Le Droit, seulement le Droit !

***

Nombre de lois prévoient des pénalités financières. Le point délicat est que le montant fixé par la loi initiale demeure inchangé durant des décennies ; compte tenu de l’inflation, l’amende finit par être entièrement négligeable.

C’était le cas pour les monuments historiques : un demi-siècle durant, tout destructeur était condamné à peu ; aussi personne ne se gênait.

Un ministre annonça qu’il entendait appliquer une autre peine prévue par la loi, quoique jamais appliquée : le reconstruction « « in integrum » de l’édifice ; seule cette menace, horriblement coûteuse, stoppa la ruine du patrimoine.

A mon sens, lors du débat annuel du budget, un projet de loi spécial devrait actualiser le montant de toutes les amandes légales. Interdire serait alors - et enfin - suivi d’effet.

***

Le législateur est tellement imbu de préjugés d’origine religieuse (le dolorisme chrétien, par exemple), que le juge, appliquant la loi, condamne parfois presque aussi sévèrement la possession de cinq cents grammes de cannabis que la conduite automobile « sous l’empire d’un état alcoolique » ; le châtiment des délits est l’inverse de ce qu’exigerait la proportion comparée de leurs dégâts.

Sur ce sujet, osons un rien de logique : on observe que la répression n’empêche pas la consommation des drogues ; tout au contraire, elle explose.

Puisque cette police s’avère inefficace, elle n’a aucun sens ; elle est inutile et stupide.

Soyons net : l’interdiction favorise avant tout la Mafia, à qui la loi confie un commerce aussi florissant pour elle qu’il est désastreux pour le reste du monde ; on ne compte plus les assassinats un peu partout ; les banquiers, les yeux fermés, blanchissent l’argent sale ; les gouvernants sont corrompus ; la police perd son temps à courir les petits revendeurs - les « dealers » - au lieu de concentrer ses efforts sur les trafics et crimes beaucoup plus graves des autres banditismes...

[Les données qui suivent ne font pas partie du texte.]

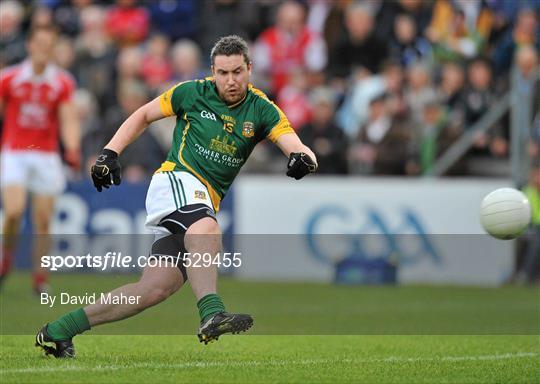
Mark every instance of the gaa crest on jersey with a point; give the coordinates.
(200, 195)
(248, 129)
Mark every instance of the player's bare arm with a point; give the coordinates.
(70, 133)
(107, 170)
(135, 125)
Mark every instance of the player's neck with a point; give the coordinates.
(38, 68)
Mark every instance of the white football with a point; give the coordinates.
(505, 213)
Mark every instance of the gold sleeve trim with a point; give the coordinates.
(166, 166)
(281, 128)
(165, 102)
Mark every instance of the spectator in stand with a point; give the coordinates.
(175, 19)
(534, 143)
(129, 64)
(407, 47)
(478, 98)
(436, 132)
(459, 29)
(286, 48)
(186, 61)
(327, 139)
(68, 16)
(294, 101)
(381, 146)
(95, 57)
(12, 43)
(420, 90)
(525, 32)
(334, 27)
(126, 23)
(223, 18)
(358, 49)
(132, 94)
(41, 17)
(355, 108)
(450, 91)
(64, 53)
(156, 68)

Le résultat de la loi répressive est donc le comble de l’irrationnel. Rien de plus connu. Pourtant, au nom de principes sacro-saints, l’absurde continue : tout imbécile qu’elle se montre, l’interdiction subsiste. Encore et toujours, pour le plus grand profit des « parrains ».

***

On finit par se demander si, derrière le décor d’apparence du Pouvoir, la Mafia n’est pas aux commandes, manœuvrant en secret politiques et policiers.

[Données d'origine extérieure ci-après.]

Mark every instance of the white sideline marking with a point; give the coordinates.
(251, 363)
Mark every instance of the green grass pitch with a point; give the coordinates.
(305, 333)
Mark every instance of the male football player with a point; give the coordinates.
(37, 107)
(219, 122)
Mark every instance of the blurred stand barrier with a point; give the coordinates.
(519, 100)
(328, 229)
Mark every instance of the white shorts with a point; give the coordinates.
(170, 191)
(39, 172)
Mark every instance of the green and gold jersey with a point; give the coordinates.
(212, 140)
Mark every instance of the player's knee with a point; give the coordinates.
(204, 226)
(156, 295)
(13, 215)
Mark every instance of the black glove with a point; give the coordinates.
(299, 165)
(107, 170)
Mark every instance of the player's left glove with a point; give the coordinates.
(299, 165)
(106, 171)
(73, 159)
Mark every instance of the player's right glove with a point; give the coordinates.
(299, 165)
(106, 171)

La logique finissant malgré tout à l’emporter, de plus en plus de gouvernements adoucissent ou abolissent la répression frappant l’usage des drogues dites « douces ».

Toutefois, butés dans leurs convictions, les esprits conservateurs continuent, contre l’expérience, d’affirmer que le « doux » conduit inévitablement au « dur ».

Les mêmes esprits déplorent que la loi soit de moins en moins coercitive ; un scandale ! Qu’elle devienne toujours plus permissive leur est un symptôme patent de décadence morale. Ils ne manquent pas de relever que la liste des interdictions ne cesse de se raccourcir.

Ils ne soupçonnent pas une seconde que la Mafia a tout intérêt à leur souffler des slogans aussi vertueux.

***

Quand le législateur pose une règle de droit, destinée à réprimer un comportement répréhensible, il doit garder à l’esprit que, s’il en assure désormais le châtiment, il rend possibles et facilite en même temps les dénonciations calomnieuses.

C’est bien ce risque que l’on observe, quand s’élaborent certaines innovations du Code Pénal. Car il n’est pas aisé, dans tous les cas, d’être en état de juger sur faits avérés. La difficulté cruciale est dans la preuve.

Quand les faits sont anciens, gare aux imposteurs...

***

Dans tout pays, quand les conservateurs sont plus souvent au pouvoir que les progressistes, la majorité des juges composant la Cour suprême se prononce quasiment toujours en faveur du conservatisme. Ce qui renforce encore plus le pouvoir de la faction au pouvoir.

Il suffit parfois de la mort rapprochée de deux juges, pour inverser le sens des décisions.

***

En France, comme un peu partout ailleurs, la justice est faite pour les riches : les avocats coûtent cher et les juges mettent des années à juger ; dans les faits, un pauvre n’a pas les moyens d’intenter un procès.

Qui vole une bricole va en prison ; qui vole des milliards y échappe ; ce privilégié rétribue un bataillon de conseillers juridiques qui saisissent toute occasion de retarder le procès. Et juridiquement, les prétextes ne manquent pas !

Evoquant le procès du PDG G…, que les magistrats japonais n’hésitèrent pas à mettre en détention, un juriste français se déclara choqué que « l’on soit jeté en prison pour un délit financier. »

***

En outre, les politiques sont traités avec indulgence par le Parquet : des années traînent avant l’ouverture d’une enquête ; puis le jugement attend encore des années…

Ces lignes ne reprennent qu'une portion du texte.